In the centre of the building are the main stairs. These rise from the Staircase Hall which is lit by a domed oval skylight. To east of this hall, through two pairs of marble columns, is the Cupola Hall. On its floor is an Axminster carpet with an unusual design showing celestial objects and the signs of the Zodiac for the winter months. The halls contain English furniture in Adam style and items of oriental ceramics.
The bedrooms are named mainly after the type or colour of the original drapery. All the bedrooms, except the Lemon Room, have adjoining dressing rooms. The furniture in all the rooms was supplied by Gillows. The Silk Bedroom is above the Entrance Hall and was one of the principal guest rooms. It contains furniture of mahogany inlaid with ebony. The bed is a cut-down four poster bed. The Silk Dressing Room contains a large tin bath on castors.
The other bedrooms are the Chintz Bedroom, which is furnished as a sitting room, the Lemon Bedroom, and the Amber Bedroom, which is furnished as a Victorian day nursery. Most of the paintings in the bedrooms depict family members. The Egerton Room was originally the Blue Bedroom but, with its dressing room, is now used for an exhibition about the Egerton family.
In addition to family portraits, the paintings in these rooms include schemes for the design of the house by the architects, and paintings of architectural features by J. C. Buckler. There are also three paintings of excavations for the Manchester Ship Canal by Benjamin Williams Leader. Wilbraham Egerton, 1st Earl Egerton was the second chairman of the Manchester Ship Canal Company from 1887 to 1894. The dressing room includes paintings by Vasari and Tosini.

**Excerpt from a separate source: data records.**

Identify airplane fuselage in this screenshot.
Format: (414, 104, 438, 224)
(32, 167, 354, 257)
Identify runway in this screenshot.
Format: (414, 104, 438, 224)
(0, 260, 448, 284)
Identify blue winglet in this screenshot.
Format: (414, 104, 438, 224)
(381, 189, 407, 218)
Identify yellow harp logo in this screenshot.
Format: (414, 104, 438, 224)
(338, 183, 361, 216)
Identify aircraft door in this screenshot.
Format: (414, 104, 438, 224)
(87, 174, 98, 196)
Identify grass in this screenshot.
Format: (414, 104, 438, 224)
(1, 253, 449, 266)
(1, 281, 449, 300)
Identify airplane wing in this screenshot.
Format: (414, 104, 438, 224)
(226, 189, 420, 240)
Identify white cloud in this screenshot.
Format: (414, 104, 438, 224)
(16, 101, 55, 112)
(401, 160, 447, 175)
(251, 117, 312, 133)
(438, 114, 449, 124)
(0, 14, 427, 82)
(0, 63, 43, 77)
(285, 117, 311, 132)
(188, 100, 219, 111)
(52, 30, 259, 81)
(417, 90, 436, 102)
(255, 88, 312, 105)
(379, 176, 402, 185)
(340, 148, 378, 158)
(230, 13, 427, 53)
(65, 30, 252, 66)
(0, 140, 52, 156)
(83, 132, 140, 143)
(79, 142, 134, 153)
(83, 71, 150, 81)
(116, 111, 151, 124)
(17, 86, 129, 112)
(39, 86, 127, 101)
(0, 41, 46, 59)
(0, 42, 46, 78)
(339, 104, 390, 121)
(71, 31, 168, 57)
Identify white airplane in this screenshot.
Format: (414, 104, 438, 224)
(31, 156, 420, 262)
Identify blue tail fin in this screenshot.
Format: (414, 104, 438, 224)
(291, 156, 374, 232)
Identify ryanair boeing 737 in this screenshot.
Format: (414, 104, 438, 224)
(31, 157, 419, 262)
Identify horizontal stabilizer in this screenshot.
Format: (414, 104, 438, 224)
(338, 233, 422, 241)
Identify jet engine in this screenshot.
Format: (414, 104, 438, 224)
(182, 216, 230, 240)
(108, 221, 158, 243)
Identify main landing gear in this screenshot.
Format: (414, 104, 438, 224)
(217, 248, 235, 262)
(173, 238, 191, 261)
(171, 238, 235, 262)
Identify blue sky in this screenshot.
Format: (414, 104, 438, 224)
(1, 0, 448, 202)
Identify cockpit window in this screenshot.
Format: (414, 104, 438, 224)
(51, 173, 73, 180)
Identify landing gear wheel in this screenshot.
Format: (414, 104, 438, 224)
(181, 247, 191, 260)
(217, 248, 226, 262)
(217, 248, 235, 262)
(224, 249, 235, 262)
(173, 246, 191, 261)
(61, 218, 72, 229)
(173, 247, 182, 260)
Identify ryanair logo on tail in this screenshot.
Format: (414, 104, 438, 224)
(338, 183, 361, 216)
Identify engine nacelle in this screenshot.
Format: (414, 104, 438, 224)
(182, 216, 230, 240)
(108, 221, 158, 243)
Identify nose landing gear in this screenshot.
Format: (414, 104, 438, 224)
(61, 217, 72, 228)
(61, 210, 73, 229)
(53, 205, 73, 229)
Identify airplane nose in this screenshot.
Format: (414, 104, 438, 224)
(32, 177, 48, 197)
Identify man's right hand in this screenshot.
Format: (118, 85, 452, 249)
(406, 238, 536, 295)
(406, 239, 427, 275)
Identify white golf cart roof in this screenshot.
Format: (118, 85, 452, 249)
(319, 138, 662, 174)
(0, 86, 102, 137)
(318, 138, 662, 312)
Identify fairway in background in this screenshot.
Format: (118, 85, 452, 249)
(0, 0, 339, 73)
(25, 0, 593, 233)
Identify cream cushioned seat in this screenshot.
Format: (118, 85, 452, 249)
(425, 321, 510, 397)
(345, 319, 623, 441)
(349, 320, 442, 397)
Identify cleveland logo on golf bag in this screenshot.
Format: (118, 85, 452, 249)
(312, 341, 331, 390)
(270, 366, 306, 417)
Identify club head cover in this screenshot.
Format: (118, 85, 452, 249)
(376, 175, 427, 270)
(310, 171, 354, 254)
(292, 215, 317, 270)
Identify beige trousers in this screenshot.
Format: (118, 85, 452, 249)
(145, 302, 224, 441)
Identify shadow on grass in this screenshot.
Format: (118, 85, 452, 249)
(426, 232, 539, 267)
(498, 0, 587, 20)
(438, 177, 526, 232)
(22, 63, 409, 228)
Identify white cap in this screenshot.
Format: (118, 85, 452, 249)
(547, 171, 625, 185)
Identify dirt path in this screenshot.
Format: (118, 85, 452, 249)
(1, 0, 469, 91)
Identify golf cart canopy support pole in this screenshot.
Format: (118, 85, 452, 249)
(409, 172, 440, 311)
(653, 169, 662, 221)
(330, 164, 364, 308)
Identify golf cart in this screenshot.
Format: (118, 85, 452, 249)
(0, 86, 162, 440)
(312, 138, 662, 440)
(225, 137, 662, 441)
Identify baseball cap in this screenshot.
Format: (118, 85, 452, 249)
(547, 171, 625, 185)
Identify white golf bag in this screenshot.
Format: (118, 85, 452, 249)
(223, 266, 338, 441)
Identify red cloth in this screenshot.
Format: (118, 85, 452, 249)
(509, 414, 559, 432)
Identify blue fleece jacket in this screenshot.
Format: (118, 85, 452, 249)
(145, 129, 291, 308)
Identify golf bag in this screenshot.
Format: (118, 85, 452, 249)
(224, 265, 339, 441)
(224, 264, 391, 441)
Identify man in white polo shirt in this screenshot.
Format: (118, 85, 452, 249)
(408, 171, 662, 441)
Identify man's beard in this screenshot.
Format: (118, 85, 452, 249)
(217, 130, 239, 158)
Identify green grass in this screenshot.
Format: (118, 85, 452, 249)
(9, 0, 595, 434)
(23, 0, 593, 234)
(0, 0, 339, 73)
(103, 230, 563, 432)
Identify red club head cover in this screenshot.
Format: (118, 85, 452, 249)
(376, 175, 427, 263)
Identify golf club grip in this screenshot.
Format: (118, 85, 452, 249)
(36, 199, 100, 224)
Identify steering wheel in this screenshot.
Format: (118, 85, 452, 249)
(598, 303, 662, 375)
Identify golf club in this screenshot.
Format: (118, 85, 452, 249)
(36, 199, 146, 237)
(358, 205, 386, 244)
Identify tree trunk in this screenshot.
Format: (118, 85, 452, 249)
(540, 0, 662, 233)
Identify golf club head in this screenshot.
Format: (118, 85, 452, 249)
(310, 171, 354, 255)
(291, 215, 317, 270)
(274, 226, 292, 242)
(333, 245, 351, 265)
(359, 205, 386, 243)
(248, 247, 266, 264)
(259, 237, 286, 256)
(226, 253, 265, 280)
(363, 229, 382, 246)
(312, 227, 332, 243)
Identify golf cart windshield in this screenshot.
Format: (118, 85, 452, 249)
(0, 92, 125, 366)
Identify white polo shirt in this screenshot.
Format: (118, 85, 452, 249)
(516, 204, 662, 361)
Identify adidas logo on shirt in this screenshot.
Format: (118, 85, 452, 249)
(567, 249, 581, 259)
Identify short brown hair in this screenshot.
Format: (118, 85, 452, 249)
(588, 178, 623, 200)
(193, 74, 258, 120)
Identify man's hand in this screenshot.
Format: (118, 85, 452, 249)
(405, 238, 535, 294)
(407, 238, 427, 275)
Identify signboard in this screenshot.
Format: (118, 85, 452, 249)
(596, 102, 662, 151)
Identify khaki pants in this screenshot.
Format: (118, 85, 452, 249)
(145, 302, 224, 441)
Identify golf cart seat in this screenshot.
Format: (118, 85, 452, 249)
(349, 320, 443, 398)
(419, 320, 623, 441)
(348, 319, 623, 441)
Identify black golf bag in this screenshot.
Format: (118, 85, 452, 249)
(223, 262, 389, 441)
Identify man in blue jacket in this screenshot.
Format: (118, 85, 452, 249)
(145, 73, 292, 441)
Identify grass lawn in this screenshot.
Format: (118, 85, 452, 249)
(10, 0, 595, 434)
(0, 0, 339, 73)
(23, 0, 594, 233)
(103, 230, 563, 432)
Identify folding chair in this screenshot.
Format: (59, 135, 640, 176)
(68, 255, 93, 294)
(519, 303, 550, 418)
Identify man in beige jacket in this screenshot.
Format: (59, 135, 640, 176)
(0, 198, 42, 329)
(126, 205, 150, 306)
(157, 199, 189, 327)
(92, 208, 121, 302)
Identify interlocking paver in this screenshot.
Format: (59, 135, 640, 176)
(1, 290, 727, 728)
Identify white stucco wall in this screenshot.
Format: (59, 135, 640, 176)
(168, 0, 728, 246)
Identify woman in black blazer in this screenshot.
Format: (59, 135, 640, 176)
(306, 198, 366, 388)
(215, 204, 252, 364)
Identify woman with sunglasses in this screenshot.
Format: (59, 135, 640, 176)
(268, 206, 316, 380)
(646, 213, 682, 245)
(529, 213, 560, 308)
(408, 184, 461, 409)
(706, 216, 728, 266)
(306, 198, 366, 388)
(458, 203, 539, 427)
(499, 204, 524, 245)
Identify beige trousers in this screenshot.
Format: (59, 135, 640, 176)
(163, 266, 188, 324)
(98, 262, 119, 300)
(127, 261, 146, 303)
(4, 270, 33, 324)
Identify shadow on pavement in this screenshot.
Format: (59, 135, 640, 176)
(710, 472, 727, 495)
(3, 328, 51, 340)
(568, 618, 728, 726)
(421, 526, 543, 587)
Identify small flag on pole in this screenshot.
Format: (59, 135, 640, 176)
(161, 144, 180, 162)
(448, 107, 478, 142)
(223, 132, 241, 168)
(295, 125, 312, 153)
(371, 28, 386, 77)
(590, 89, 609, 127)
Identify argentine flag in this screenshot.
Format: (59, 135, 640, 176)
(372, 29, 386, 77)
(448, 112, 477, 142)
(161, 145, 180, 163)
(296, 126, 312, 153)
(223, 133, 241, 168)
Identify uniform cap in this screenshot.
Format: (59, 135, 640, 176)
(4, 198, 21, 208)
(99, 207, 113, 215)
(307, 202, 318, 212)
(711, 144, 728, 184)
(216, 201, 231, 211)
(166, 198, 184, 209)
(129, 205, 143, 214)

Opposite this room is the Family Entrance and opposite the garden entrance is the Oak Staircase which was moved here from Hough End Hall. The Servants' Quarters occupy two floors, the ground floor and basement. These contain the usual rooms required to service a mansion and many of these are furnished with the equipment and utensils formerly in use in the house. One room, known as the Maurice Egerton Exhibition Room, houses a collection of items from around the world which were collected by Maurice Egerton on his travels.
* Home Farm *
To the north of the mansion is Home Farm, which provided food and building services for the estate. It has been maintained to look much as it did in the 1930s when electricity replaced steam to operate the farm machinery. It is now open as a visitor attraction and contains a variety of farm animals. The farm takes an interest in caring for and breeding rare breeds of farm animals, including Tamworth pigs, Red Poll cows and Leicester Longwool sheep. In 2007 the farm received accreditation by the Rare Breeds Survival Trust.
* Tatton Park Gardens *
The first formal gardens were created around the early 18th-century house and consisted of a walled garden to the south of the house, a formal semicircular pond to its north and formal lines of trees to the east and west. Later Samuel Wyatt set out an avenue of beeches to the south, which is now the Broad Walk. An arboretum was created during the 18th century and additions have been made to it since. The earliest reference to the arboretum is in 1795 when between five and ten species were present.
The first formal garden to be created for the present house was Charlotte's Garden, designed by Lewis William Wyatt in 1814. Lewis also designed the sandstone Conservatory which was originally joined to the house by a glass passageway. This was also known as the Orangery because for a time it was used for growing oranges. In the 1830s a copy of the Choragic Monument of Lysicrates in Athens was placed at the end of the Broad Walk. Gardens were established along the sides of the Broad Walk, including the Leech Pool and the area containing the Golden Brook.
In 1847 the terraces to the south of the house were laid out as an Italian Garden by Edward Milner to a design by Joseph Paxton. Later in the century, in 1883, Wilbraham Egerton added the stone balustrade. The statue of Neptune, which came from Venice, was added in 1920. Over the years changes have been made to this garden, and it was restored to its original design in 1986. In 1859 the Fernery had been built to a design by George Stokes, Paxton's assistant and son-in-law, to the west of the Conservatory to house tree ferns from New Zealand. The Fernery was seen in the TV miniseries Brideshead Revisited.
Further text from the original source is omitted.